SG- … retuitar qualquer coisa.
DT- Isso foi um retuíte. E eu faço muitos retuítes. E, francamente, porque a mídia é tão falsa, e tão corrupta, se eu não tivesse mídia social… Eu não chamo de Twitter, chamo de mídia social. Eu não seria capaz de espalhar minha mensagem. E a mensagem é…
(Ao ser chamado pela jornalista a assumir a responsabilidade de seus próprios atos, Trump contra-ataca dizendo que não se pode confiar nas instituições, especialmente a imprensa profissional. Ele retuíta a informação (falsa) porque, segundo sua narrativa, seria necessário combater a mídia corrupta e esquerdista. O resultado é a intensificação do barulho, da agitação e da confusão. A premissa aqui é condizente com a ordem ultra-individualista: é preciso contar e confiar na liberdade de cada um para julgar e avaliar as narrativas em disputa. Assim, Trump alimenta e é alimentado pelo atualismo e desinformação político-midiática, em especial, por ser um dos arquitetos de uma realidade que se atualiza em função da própria atualidade sem a necessidade de prestar conta com o dia anterior. Uma realidade atravessada pela ilusão da reprodução automática, onde o valor de novidade e o achismo se confundem com o valor de verdade e o conhecimento fundamentado.)
SG- Bem, a mensagem é falsa.
DT- … e você sabe qual é a mensagem? A mensagem é muito simples. Estamos construindo nosso país, mais forte e melhor do que nunca.
SG- Vamos parar.
DT- E é isso que está acontecendo. E todo mundo sabe disso.
(Enfim, Trump foi realmente massacrado pela jornalista? Em nossa opinião, nesse episódio, o código Trump foi efetivamente transmitido para a sua base. Aqueles que não compartilham do código têm a sensação de que Trump foi derrotado no debate. Mas a armadilha está no fato de que quanto mais Trump é pressionado pela mediadora e chamado a assumir a responsabilidade de suas próprias falas, mais se acentua a sensação entre sua base (e potenciais eleitores) de que ele é vítima de perseguição. A agitação e confusão é uma estratégia coerente para reforçar a mensagem. Em vez de prestar contas com o público pela propagação de teorias falsas e conspiratórias, Trump reforça essas teorias constantemente mobilizando seus códigos. Ainda assim, tudo indica que a maioria dos eleitores propensos a votar no confuso e complexo sistema eleitoral americano estão exaustos e dispostos a não renovar mais uma temporada do show de Trump. Ainda assim, não há como esconder a ansiedade e o medo e uma nova virada como a de 2016. Quando fechamos essa coluna novas rodadas de pesquisa mostram uma leve recuperação de Trump e volta-se a falar de interferência russa na promoção de propaganda falsa. Como as últimas eleições aqui e lá demonstraram, hoje pode-se perder ou ganhar um pleito em 24 horas.)

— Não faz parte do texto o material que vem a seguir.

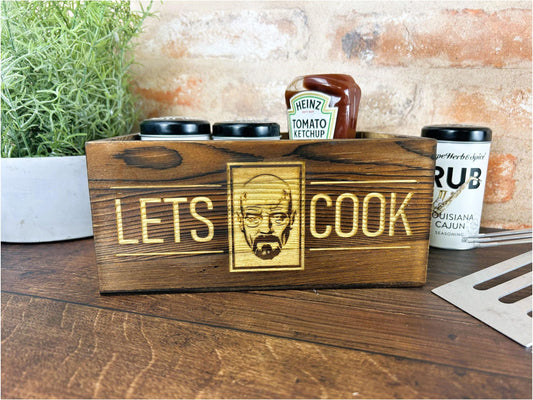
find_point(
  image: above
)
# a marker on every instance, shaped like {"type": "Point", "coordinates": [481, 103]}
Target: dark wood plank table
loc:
{"type": "Point", "coordinates": [62, 339]}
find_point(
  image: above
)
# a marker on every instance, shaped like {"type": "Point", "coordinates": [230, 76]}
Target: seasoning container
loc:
{"type": "Point", "coordinates": [322, 107]}
{"type": "Point", "coordinates": [245, 130]}
{"type": "Point", "coordinates": [175, 128]}
{"type": "Point", "coordinates": [460, 177]}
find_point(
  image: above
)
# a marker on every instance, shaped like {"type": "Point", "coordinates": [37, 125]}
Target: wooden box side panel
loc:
{"type": "Point", "coordinates": [170, 215]}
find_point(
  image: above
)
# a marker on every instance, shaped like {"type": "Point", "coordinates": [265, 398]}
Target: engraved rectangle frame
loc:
{"type": "Point", "coordinates": [241, 256]}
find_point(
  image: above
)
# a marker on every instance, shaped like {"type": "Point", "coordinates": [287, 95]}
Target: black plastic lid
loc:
{"type": "Point", "coordinates": [245, 129]}
{"type": "Point", "coordinates": [458, 133]}
{"type": "Point", "coordinates": [175, 126]}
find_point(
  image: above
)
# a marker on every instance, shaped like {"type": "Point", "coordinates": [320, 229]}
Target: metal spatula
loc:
{"type": "Point", "coordinates": [494, 296]}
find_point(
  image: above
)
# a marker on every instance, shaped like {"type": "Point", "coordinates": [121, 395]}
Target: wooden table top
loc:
{"type": "Point", "coordinates": [61, 338]}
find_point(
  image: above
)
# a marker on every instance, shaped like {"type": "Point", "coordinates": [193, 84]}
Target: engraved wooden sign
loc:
{"type": "Point", "coordinates": [235, 215]}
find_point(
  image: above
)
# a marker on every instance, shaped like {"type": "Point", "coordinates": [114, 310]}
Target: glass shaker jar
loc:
{"type": "Point", "coordinates": [460, 177]}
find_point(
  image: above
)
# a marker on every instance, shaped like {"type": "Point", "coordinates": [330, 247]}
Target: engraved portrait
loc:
{"type": "Point", "coordinates": [265, 216]}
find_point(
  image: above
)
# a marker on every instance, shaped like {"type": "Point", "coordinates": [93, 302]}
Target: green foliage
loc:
{"type": "Point", "coordinates": [65, 74]}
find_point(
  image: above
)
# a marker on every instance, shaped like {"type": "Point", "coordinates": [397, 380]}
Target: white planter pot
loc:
{"type": "Point", "coordinates": [45, 199]}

(*) Mateus Pereira e Valdei Araujo escreveram o Almanaque da Covid-19: 150 dias para não esquecer ou o encontro do presidente fake e um vírus real com Mayra Marques. Ambos são professores de História na Universidade Federal de Ouro Preto, em Mariana (MG). Também são autores do livro Atualismo 1.0: como a ideia de atualização mudou o século XXI e organizadores de Do Fake ao Fato: (des)atualizando Bolsonaro, com Bruna Klem. Walderez Ramalho é doutorando em História na mesma instituição. Agradecemos à Márcia Motta e ao grupo Proprietas pelo apoio e interlocução nesse projeto.
[1] MONTGOMERY, Martin. Post-truth politics? Authenticity, populism and the electoral discourses of Donald Trump. Journal of Language and Politics, v. 16, n. 4, p. 619-639, 2017.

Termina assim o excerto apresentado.